イ:外部から見たときの振る舞いを変えずに、ソフトウェアの内部構造を変える。
ウ:既存のソフトウェアを解析し、その仕様や構造を明らかにする。(正解)
エ:既存のソフトウェアを分析し理解した上で、ソフトウェア全体を新しく構築し直す。
ソフトウェアのリバースエンジニアリングとは何か【午前2 解説】
正解の理由
選択肢ウ「既存のソフトウェアを解析し、その仕様や構造を明らかにする。」が正解です。リバースエンジニアリングはソフトウェアの実行バイナリやコード、ドキュメントから設計意図や仕様、アルゴリズム、データ構造などを逆算して抽出する作業を指します。目的は理解・検証・互換性確保・セキュリティ解析など多岐にわたりますが、本質は「完成された成果物から設計情報を取り出す」点にあります。
解法ステップ
- 問題文で「リバース(逆向き)」の意味を確認する。
- 選択肢を「解析・理解」「生成」「構造変更」「再構築」に分類する。
- リバースエンジニアリングは「解析・理解」に該当する選択肢を選ぶ。
- 他選択肢が指す技術(自動生成、リファクタリング、再実装)との違いを論理的に除外する。
選択肢別の誤答解説
- ア: 「開発支援ツールなどを用いて、設計情報からソースコードを自動生成する。」
- 誤り。これはモデル駆動開発やコード生成であり、設計→実装の順で進むフォワード工程です。リバースとは逆方向です。

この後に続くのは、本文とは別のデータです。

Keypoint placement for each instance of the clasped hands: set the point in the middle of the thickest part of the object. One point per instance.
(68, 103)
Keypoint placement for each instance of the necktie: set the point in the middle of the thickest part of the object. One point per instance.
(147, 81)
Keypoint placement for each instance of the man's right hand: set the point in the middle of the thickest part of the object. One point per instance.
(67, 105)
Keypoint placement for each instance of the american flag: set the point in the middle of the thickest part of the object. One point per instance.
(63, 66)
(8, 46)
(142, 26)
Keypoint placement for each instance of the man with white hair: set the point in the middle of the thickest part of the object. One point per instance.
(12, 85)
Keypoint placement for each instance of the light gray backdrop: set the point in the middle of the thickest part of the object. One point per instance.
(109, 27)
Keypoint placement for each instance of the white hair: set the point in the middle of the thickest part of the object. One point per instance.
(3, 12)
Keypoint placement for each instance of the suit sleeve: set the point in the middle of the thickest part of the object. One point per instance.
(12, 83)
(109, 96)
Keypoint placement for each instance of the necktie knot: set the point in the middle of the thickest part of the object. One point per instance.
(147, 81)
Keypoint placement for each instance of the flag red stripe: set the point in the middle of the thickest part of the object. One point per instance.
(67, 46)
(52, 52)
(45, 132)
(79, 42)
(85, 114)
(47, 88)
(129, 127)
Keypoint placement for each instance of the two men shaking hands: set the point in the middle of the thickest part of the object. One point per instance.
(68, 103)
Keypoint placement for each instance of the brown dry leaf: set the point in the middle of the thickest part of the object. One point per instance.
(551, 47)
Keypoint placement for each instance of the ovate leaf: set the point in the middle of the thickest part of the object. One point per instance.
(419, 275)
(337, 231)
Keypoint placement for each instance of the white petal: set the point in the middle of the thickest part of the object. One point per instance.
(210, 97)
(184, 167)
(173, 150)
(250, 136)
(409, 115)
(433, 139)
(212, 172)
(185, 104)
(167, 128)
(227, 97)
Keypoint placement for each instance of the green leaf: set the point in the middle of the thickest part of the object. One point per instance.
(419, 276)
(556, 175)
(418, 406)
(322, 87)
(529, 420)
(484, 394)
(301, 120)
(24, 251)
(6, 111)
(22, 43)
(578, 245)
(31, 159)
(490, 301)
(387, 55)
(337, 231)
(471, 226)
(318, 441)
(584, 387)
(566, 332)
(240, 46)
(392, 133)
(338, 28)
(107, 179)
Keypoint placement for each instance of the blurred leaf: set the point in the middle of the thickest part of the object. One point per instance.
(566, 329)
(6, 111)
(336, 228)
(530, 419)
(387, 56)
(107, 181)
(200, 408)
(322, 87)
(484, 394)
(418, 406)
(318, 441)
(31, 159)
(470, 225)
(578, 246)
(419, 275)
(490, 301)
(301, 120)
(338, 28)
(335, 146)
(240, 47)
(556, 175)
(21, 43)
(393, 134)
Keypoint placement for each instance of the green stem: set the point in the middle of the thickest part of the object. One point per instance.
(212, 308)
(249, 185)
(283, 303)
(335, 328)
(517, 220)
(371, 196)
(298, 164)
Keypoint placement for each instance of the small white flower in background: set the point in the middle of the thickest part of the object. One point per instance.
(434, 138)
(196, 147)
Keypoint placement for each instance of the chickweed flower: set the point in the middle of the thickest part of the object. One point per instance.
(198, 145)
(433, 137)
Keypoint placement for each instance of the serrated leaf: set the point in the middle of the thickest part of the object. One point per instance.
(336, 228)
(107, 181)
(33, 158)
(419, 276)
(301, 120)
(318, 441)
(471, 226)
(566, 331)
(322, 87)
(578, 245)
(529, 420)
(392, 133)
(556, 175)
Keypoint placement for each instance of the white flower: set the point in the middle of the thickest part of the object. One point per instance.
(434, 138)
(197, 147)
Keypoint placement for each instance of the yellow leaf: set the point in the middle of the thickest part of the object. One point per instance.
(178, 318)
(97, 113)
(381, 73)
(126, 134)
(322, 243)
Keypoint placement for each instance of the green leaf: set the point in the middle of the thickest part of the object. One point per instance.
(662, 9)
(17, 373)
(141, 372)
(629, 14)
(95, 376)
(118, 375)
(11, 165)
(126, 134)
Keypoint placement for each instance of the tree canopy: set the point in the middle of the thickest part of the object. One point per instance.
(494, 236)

- イ: 「外部から見たときの振る舞いを変えずに、ソフトウェアの内部構造を変える。」
- 誤り。これはリファクタリング(またはリビルド時のリファクタ)に該当します。目的は保守性向上であり、解析そのものではありません。
- ウ: 「既存のソフトウェアを解析し、その仕様や構造を明らかにする。」
- 正解。リバースエンジニアリングの定義そのものです。ウ
- エ: 「既存のソフトウェアを分析し理解した上で、ソフトウェア全体を新しく構築し直す。」
- 誤り。これはリバースエンジニアリングの結果を踏まえた「再実装(リライト)」や「マイグレーション」に当たります。解析自体と混同しないようにします。
よくある誤解
- 「コードを自動生成すること」と混同する誤解:これはフォワード的な生成(設計→コード)でありリバースとは逆です。
- 「動作を変えずに構造だけ変える(リファクタリング)」と混同する誤解:リファクタリングはソースがある前提で可読性や保守性の改善を目的とする行為で、解析目的とは異なります。
- 「全体を作り直す(再実装)」もリバースとは別物:再実装は解析後の成果を基に新規に構築する行為で、リバース自体の定義とは区別されます。
補足コラム
リバースエンジニアリングは法的・倫理的な側面も重要です。ソフトウェアの著作権やライセンスにより解析行為が制限される場合があります。セキュリティ解析や互換性確保のために正当な理由で実施することが多いですが、実施前に契約や法令、社内ポリシーを確認することが必要です。また、解析手法は静的解析(バイナリ解析、ソース逆コンパイル)や動的解析(実行時トレース、デバッグ)などに分かれます。
FAQ
Q: リバースエンジニアリングとデコンパイルは同じですか?
A: 完全に同じではありません。デコンパイルはバイナリから高水準言語に変換する具体的な技術で、リバースエンジニアリングはそれを含む広い解析プロセスです。
A: 完全に同じではありません。デコンパイルはバイナリから高水準言語に変換する具体的な技術で、リバースエンジニアリングはそれを含む広い解析プロセスです。
Q: リバースエンジニアリングはいつ使うのですか?
A: 互換性確保、レガシー解析、セキュリティ脆弱性発見、盗用調査など目的が多岐にわたります。法的制約に注意が必要です。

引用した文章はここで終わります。